Octogenarian Zarin, along with son Javed and Musharraf's son Bilal, inspected the Neharwali Haveli in old Delhi's congested Daryaganj area. The haveli was once was the family's abode and Musharraf was born in there.

Enthusiastic crowds thronged the lanes and gathered on rooftops for a glimpse of the high-profile visitors. The trio spent around 30 minutes inside the building, interacting with the current inmates of the house.

Frail Zarin, on a wheelchair, recalled her memories of the family's ancestral place, which she was visiting after a gap of nearly 23 years.

"Everything seems to have undergone a change here. There is a new sky here. I remember meeting Aruna Asaf Ali the last time I came here, which was in 1982," remarked Zarin. The trio also took part in the birthday celebrations of ten-year-old Aiswarya, a resident of the haveli.

Deputy Speaker of Delhi Assembly Shoaib Iqbal received the Pakistani guests at Daryaganj.

Later, Zarin also visited the Indraprastha College, from where she had passed out 70 years back.

She went around the college compound, recollecting the time she spent with friends, whose names she tried to recall.

"We enjoyed the college days. We used to be a gang of six students, called Chagadha gang. My favourite hang-out place was the garden," said Zarin, accompanied by Javed and Bilal.

"We used to come to the college in a bus. It was a fun place. But I lost contact with my old friends after partition," she said.

Recording her emotions, she wrote in the visitor's register: "I am touched to be back here in my beloved college. It made me indeed very proud to be associated with this great institution."

While interacting with students and teachers, Zarin favoured an exchange programme for students of the India and Pakistan to improve relations through people-to-people contacts.

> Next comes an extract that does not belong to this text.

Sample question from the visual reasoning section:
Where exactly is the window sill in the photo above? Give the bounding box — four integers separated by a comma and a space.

Asked whether she was ever punished during her college days, she said, "I got scolding in high school, not in college."

When the students sought her blessings, she advised them to 'concentrate on studies'. She quickly added, "Do not neglect sports. Sports is also important. Body and mind should be fit. You should have fun, but within limits."

While on sports, she said Sachin Tendulkar was her favourite Indian cricketer.

Zarin, who spent almost half-an-hour at the college, also promised to attend an old students association programme next year.

The college presented her a shawl.

Before visiting the college, Musharraf's family visited the historic Red Fort and drove around Chandni Chowk.

"We have got a very good tour guide. He gave a very detailed description of the origin of Mughals," said Bilal at Red Fort.

"I have been to Turkey and I was constantly drawing parallels between Ottomen and Mughals," he said.